Question Nvidia, does each SM have it's own, independent 32-bit memory data bus?

80251

Distinguished
Jan 5, 2015
357
70
18,860
According to this https://forums.developer.nvidia.com/t/what-is-cores-per-sm/29997/4 Cuda cores are part of SMs. So do SMs provide individual MMUs over a 32-bit memory data bus to specific VRAM ICs? Or is there an independent MMU that accesses all VRAM for the individual SMs using some sort of ring bus or infinity fabric? In the past I had thought I read somewhere that each SM had its own independent , 32-bit, memory data bus.
 
Thanks Eximo, your answer brings up almost as many questions as it answers. Maybe each SM has its own MMU and they each communicate w/each other over some sort of bus? Maybe if each individual SM MMU controls a specific address space then if another SM MMU needed data from that address space it would know to which SM MMU to send its request? In which case the videocard would be a NUMA device despite the fact all the SMs are on the same die? Are the L2 caches specific to each SM?
The waveforms for the clocks for GDDR6x and GDDR7 memory were amazing to see -- way beyond edge triggered or level sensitive latches.
 
Lv0 and Lv1 cache are on the SM, and the large L2 cache pool must be shared.
If each quadrant of the SM can pump out 32 threads per clock, perhaps there is an internal bus between them? They don't really go into detail on what the Load/Store blocks are capable of, or the Special Function Units.
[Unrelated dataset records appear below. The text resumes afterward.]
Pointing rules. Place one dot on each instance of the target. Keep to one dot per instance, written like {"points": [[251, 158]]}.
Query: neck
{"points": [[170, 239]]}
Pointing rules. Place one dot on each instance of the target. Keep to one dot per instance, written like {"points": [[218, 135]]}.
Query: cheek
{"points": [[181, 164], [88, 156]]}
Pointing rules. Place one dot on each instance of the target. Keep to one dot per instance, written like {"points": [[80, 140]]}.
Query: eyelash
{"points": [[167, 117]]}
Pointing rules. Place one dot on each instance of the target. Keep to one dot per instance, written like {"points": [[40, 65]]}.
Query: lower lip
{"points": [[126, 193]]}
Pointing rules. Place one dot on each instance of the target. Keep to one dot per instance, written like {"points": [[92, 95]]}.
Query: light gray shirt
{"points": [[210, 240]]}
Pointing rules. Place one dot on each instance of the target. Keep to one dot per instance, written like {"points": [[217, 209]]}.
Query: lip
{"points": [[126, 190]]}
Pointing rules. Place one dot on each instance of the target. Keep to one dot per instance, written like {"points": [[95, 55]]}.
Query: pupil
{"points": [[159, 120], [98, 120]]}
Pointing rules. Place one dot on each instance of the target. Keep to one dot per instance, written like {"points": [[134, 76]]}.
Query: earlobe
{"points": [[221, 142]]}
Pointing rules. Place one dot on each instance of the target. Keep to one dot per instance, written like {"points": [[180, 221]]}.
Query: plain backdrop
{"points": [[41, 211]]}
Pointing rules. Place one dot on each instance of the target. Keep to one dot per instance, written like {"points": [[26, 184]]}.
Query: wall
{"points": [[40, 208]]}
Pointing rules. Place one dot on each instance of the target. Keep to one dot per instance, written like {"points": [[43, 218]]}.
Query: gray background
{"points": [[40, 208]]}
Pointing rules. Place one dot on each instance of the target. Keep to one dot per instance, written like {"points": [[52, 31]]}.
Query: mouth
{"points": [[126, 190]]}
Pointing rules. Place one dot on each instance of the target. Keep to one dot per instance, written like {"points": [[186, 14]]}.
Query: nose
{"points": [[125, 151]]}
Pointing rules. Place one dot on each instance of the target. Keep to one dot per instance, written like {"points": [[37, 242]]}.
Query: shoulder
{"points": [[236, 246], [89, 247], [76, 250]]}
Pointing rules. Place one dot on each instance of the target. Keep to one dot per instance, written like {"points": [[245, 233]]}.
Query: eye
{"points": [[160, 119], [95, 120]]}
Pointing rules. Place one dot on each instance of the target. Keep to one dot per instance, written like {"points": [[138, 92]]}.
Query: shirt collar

That might be available in older white papers though.
LoadStore units might be able to hold enough data while waiting for the bus between the shaders to be free to transmit on, but the block diagram leaves much unspoken I am sure.
 
  • Like
Reactions: 80251
@Eximo, I noticed when you used to be able to directly mod Nvidia vBIOSs for Maxwell that there were four (aside from the VRAM frequency) clocks you could modify: PC=core clock L2C= cache XBAR= crossbar SYS=system. Are these four frequency domains still present on modern Nvidia GPUs?
If there is a shared L2 cache for all SMs wouldn't that require an MMU as well? I don't think you can have a cache without an MMU because something has to monitor the RAM addresses being requested to determine if there's a cache hit/miss.
 
I don't see why they wouldn't be, but since Nvidia locked down BIOS editing to online only tools, not really something I have delved into. More often I underclock my GPU these days, can get like 95% performance out of 80% power. Maxwell days I didn't have much need to overclock, I was running dual 980, I think I only tweaked the memory.

Mentioned in the architecture for Blackwell is a virtualized MMU. Not really sure where that would hang out, but I would assume it would be able to reach everything, else how would it manage things.